My Lenten practice is to write “Mercy” on my left hand, in the curve that leads to my thumb, every day, in Sharpie. It is possible that this practice will poison me. I have googled “Sharpie tattoo.” It’s less painful than flogging oneself with thorny branches, though.
Anything outside my routine distresses me slightly, so while I was certain I would take off work for A Day Without A Woman (I can, so I will), and figured I’d go to some part of the gatherings, I also fretted because my routine was broken.
My routine right now is not great, though.
My waking up is: alarm, turn on NPR, half-sleep, snooze goes off.
If the news is particularly snarky, I am snapping, aloud, back at the innocent announcers. “Yeah, that’s a great idea. Tell poor people to save money they don’t have to pay for health care.”
Looking at my phone, at Facebook, this is how I seduce myself to open my eyes, to see who likes the clever things I’ve written, who has responded cleverly, who has said clever things, who has shared the infuriating news stories must I read.

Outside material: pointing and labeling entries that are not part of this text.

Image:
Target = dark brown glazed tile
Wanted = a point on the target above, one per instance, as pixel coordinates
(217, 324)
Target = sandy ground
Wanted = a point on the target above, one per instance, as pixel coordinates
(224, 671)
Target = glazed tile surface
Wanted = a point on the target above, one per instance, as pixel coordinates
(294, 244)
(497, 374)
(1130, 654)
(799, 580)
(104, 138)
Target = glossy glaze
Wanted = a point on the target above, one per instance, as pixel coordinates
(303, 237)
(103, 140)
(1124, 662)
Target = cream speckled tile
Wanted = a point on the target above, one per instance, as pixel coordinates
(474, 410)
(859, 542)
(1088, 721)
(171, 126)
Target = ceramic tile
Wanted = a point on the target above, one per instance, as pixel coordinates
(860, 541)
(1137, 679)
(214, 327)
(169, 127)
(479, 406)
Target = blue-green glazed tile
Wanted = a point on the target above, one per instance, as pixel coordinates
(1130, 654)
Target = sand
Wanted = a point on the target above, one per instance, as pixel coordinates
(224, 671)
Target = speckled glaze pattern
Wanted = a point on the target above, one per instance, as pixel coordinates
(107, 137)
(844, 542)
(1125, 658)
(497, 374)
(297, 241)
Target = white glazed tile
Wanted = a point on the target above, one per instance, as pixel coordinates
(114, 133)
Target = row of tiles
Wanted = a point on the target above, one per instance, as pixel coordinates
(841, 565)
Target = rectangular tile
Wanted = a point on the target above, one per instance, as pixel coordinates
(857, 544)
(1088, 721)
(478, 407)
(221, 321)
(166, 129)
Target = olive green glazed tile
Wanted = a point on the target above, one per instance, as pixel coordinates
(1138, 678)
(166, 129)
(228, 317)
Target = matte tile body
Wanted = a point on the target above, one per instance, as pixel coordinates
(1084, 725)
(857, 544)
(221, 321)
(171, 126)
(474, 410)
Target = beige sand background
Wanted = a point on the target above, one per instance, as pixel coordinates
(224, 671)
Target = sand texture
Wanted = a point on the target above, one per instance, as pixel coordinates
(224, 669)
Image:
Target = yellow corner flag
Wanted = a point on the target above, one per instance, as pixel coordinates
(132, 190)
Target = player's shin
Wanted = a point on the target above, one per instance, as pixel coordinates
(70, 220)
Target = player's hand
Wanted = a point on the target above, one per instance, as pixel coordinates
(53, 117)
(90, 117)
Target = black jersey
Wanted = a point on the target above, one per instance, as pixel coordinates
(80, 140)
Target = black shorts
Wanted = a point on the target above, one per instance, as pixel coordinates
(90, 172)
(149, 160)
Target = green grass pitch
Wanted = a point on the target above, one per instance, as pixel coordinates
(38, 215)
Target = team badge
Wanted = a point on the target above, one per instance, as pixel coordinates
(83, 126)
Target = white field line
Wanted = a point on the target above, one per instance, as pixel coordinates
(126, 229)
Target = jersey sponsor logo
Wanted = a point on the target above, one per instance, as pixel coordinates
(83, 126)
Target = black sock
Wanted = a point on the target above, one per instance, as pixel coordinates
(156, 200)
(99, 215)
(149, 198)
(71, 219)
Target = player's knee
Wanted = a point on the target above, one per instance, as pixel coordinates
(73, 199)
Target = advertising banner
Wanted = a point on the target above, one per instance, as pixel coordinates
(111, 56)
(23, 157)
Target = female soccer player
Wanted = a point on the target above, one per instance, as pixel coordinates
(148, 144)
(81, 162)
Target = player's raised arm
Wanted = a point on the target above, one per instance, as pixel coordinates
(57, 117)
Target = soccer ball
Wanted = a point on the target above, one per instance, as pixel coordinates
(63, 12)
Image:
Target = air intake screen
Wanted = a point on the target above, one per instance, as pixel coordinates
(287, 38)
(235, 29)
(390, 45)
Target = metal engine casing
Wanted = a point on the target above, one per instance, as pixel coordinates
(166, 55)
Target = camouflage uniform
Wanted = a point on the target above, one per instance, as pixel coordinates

Then I’m freaking the fuck out before I even put on my glasses.
I can see to read on my phone when I close one eye and hold it real close. My jaw tight, my shoulders poked up.
I forgot how during the Bush administration, merely the sound of his name elevated my heart rate, particularly leading up to the Iraq war, which I had protested against, like many other thinking people.
I forgot how once Obama was sworn in, every time I heard his name on the radio, I had the same feeling I get when I hear my Dad’s cough, when I am home, I sleep above the kitchen, and I can hear my dad cough, and I feel, okay, he’s got this.
My dad is not a fan of the president’s, thus this is a funny comparison.
I am exhausted from knowing there is a president who is insane, and a president who has spoken so violently and crudely about women. It doesn’t go away.
Here is how Facebook may help you: post your plan, then feel as if you must fulfill it. Post that you are going to do yoga, and you might. I told all those nice people I was going to have a nice day, so I guess I better.
I have not done yoga since DT was elected, because who can do yoga when Rome is burning?
I had a session with a student yesterday, she had hit a wall with schoolwork and said, “I just couldn’t make myself do it.”
“Do you meditate?” I said.
We talked about meditation videos, apps, podcasts.
Then today, since I had the whole day off, and since I had already done the yoga, I meditated.
I have meditated since DT was elected, only because I belong to a group where we meditate. Every time I leave feeling enormous, my proper weight, physically and emotionally, and color-corrected.
But I only have so much force-myself in the day. I can make myself read my Biblical passages, and take a moment of gathering myself, on the train in the morning, but the train at the end of the day: no way.
I actually think there’s nothing more important than meditating right now.
This does not mean I’m actually going to do a lot of meditating. It’s just a theory.
An advantage of being a woman is that your body can be used for greater purposes. That has been a Christian idea I’ve always loved: Mary and her body and her openness to letting God use her. She was asked, she said yes, she let it happen.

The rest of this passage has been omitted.